KARAMÜRSEL CAMİLERİ

Madde no:835

Karamürsel’de Tarihi Camiler

H.938-M.1531 tarihinde İstanbul’da kurulu Karabali Ahmet Bey vakıf senedinde yer alan bilgilerde, kazadaki Karabali Mehmet Bey Camii’nin adı geçmektedir. Ayrıca vakıf senedi, takibi ve denetimi yapılmak kaydıyla cami hizmetleriyle ilgili şu talimatları sıralar: “Ve dahi vakıf şartıdır ki, her gün 4 akçe ezan ve salat (namaz) vakitlerini bilen, övgüye değer sıfatlarla donanmış, ibadete düşkün, salih kimseye müezzinlik görevi için verilip, her gün boş vaktinde minareyi temizlemekle mesul olup caminin kapısını açıp kapamaya ara vermeden ve ihmal etmeksizin kandillerin fitillerini yaka. Ve dahi yarım dirhem 4 salih hafıza, cuma namazlarında, önce Kur’an-ı Kerim’i tilavette devam etmek için verile. Her gün 1 akçe, iki salih kimseye, salavat-fecirden sonra adı geçen camide Kur’an’dan birer cüz, yüzlerine bakılarak okunmak kaydıyla verile.” Vakıf kayıtlarından anlaşılacağı üzere, adı geçen bu ibadethanenin 1531 yılından önce inşa edildiği ve hizmete girdiği ortadadır. Araştırmacı Cemalettin Özbay’a göre, caminin yapım tarihi H.938M.1522 yılı ile örtüşmektedir.

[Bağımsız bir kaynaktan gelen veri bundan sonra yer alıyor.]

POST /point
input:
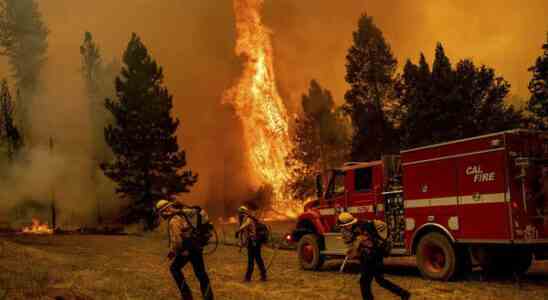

Osmanlı sultanı IV. Mehmet dönemine ait miladi 1663 tarihli mühimme defterinde yer alan Karabali Ahmet Bey Camii Vakfı yapılarının korunmasına matuf emirname dikkat çekicidir: “Saray-ı Cedit Ağası Yakup Ağa dilekçe gönderip, gözetimindeki Karabali Ahmet Bey Vakfı’nın Karamürsel ve İznik’te var olan gelirlerinin, ileride verilecek kira ve vakıf hazinesi, çocuksuz iken vefat eden idarecilerden vakfa intikal eden gelir yapılarının, bazı idareciler tarafından zapt edilip vakfa ihanet eylediklerinden, onlar hakkında gerekli kanunun uygulanarak halledilmesi emrim olmuştur.” Klasik Osmanlı mimarisinden ziyade kubbesi çatıya gömülmüş Selçuklu ekolü taşıyan fakat mimarı bilinmeyen Karamürsel Karabali Mehmet Bey Camii, akfın tek birimi değil, 1 kervansaray, 1 okul, 1 çeşme ve 1 hamamdan oluşan külliyenin önemli bir parçasıdır.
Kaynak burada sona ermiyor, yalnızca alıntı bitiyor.